上場株の取引をされている方はご存じでしょうが、
という話があります。
「損益通算」の制度
所得税や住民税の課税対象になる個人の所得には10種類ありますが、異なる所得同士で損失と所得を相殺するいわゆる「損益通算」の制度があります。
この損益通算はどんな形でもできるわけではありませんし、平成28年も改正点がありましたので正しく理解しましょう。
副業の損失(雑所得)は通算できない
損失が他の所得と通算できるもの
下記の所得に関しては、発生した損失が他の所得と通算できます。(原則的な損益通算)
・事業所得
・不動産所得(土地に対する借入金利子等を除く)
・譲渡所得
・山林所得
副業などによる雑所得や満期保険金・解約辺戻金などの一時所得は、損失・元本割れがあっても他の所得と通算できません。
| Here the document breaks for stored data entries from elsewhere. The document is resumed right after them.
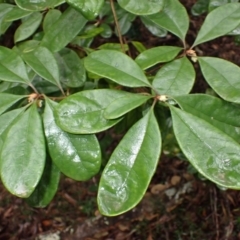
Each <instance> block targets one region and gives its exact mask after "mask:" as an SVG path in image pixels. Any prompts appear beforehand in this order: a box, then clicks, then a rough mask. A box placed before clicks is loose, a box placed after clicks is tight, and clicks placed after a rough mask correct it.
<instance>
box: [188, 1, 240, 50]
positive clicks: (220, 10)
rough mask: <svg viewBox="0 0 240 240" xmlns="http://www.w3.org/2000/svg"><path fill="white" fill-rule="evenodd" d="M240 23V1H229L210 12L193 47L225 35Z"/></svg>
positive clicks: (228, 32)
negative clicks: (237, 1)
mask: <svg viewBox="0 0 240 240" xmlns="http://www.w3.org/2000/svg"><path fill="white" fill-rule="evenodd" d="M239 24H240V3H228V4H224V5H223V6H221V7H218V8H216V9H215V10H213V11H212V12H210V13H209V14H208V15H207V17H206V19H205V21H204V23H203V24H202V26H201V29H200V31H199V33H198V35H197V38H196V40H195V42H194V44H193V46H192V47H195V46H196V45H198V44H200V43H203V42H207V41H210V40H212V39H214V38H217V37H220V36H223V35H225V34H227V33H229V32H231V31H232V30H233V29H235V28H236V27H237V26H238V25H239Z"/></svg>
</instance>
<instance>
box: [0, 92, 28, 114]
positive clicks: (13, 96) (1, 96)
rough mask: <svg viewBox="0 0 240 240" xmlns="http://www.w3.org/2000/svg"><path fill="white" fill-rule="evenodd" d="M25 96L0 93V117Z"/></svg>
mask: <svg viewBox="0 0 240 240" xmlns="http://www.w3.org/2000/svg"><path fill="white" fill-rule="evenodd" d="M26 97H27V96H24V95H14V94H9V93H0V115H1V114H2V113H4V112H5V111H6V110H7V109H8V108H10V107H11V106H12V105H13V104H14V103H16V102H18V101H20V100H21V99H23V98H26Z"/></svg>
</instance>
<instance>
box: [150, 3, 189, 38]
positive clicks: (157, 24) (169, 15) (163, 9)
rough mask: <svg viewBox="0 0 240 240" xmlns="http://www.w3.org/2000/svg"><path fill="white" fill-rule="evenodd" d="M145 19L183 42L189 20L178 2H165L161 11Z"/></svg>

ただし元本割れの解約辺戻金とそうでない満期保険金の損失・所得を通算するようなこと(同種同士の通算)は可能です(内部通算)。
譲渡所得の損益通算に関して
また譲渡所得は、損益通算できるものが限られています。総合課税の譲渡所得に関しては、生活に通常必要のない資産(ゴルフ会員権・金地金など)は損益通算の対象外です。
分離課税の譲渡所得で損益通算できるのは、
・居住用財産に係る譲渡損失
・株式等の譲渡所得
です。
株式等の譲渡所得に関しては独特の損益通算方式があるのですが、改正点もあるため後述します。
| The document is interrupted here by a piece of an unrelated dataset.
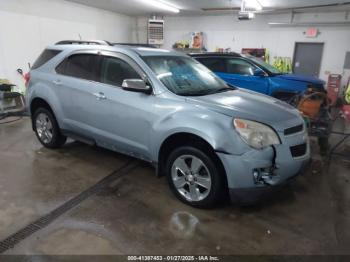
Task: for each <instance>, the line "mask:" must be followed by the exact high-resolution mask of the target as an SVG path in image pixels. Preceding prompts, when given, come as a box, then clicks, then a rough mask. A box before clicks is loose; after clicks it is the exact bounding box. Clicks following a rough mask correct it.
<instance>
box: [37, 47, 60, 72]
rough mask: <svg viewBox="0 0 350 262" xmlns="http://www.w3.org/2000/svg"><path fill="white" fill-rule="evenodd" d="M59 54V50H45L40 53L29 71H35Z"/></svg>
mask: <svg viewBox="0 0 350 262" xmlns="http://www.w3.org/2000/svg"><path fill="white" fill-rule="evenodd" d="M61 52H62V51H61V50H53V49H45V50H44V52H42V53H41V55H40V56H39V57H38V59H37V60H36V61H35V63H34V64H33V66H32V68H31V69H37V68H39V67H41V66H42V65H44V64H46V63H47V62H48V61H50V60H51V59H52V58H54V57H55V56H57V55H58V54H59V53H61Z"/></svg>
損益通算の方法:全部そのまま足し合わせるわけではない
原則的な損益通算には順序があります。
事例で考えましょう。
・ 不動産所得 △130万円
・ 給与所得 110万円
・ 雑所得副業の収入 5万円で必要経費 10万円
・ 譲渡所得 △5万円(居住用財産の譲渡損失)
・ 一時所得 25万円
下記の通りに計算します。
第一次通算
山林・退職所得以外の8所得でグルーピングして合算
経常所得グループ
利子所得 0円+配当所得 10万円+事業所得 0円+不動産所得 △130万円+給与所得 110万円+雑所得 0円=△10万円
譲渡一時グループ
譲渡所得 △5万円+一時所得 25万円=20万円
第二次通算
△10万円+20万円=10万円
合計所得金額
10万円×1/2=5万円となります(譲渡一時グループがプラスのため、最後に1/2をかけています)。
第二次通算でもマイナスの場合は、山林所得や退職所得から差し引くことができます。
青色申告で事業の損失が過去3年以内に生じている場合
合計所得金額からマイナスして総所得金額等を求めます。
このような形で計算した合計所得金額や総所得金額等が、社会保障制度における所得制限で審査されます。
合計所得金額と総所得金額等については、こちらの記事を参照してください。
株式等の譲渡所得の場合:平成28年分の改正点
株式等の譲渡所得等に関しては、損益通算の仕方が平成28年分で変わりました。
株式等は大きく「上場株式等」と「一般株式等」に分かれ、この2者をまたいで損益通算はできなくなりました。
「上場株式等」
平成27年以前の範囲に加えて、(国債や上場企業社債などの)特定公社債が加わりました。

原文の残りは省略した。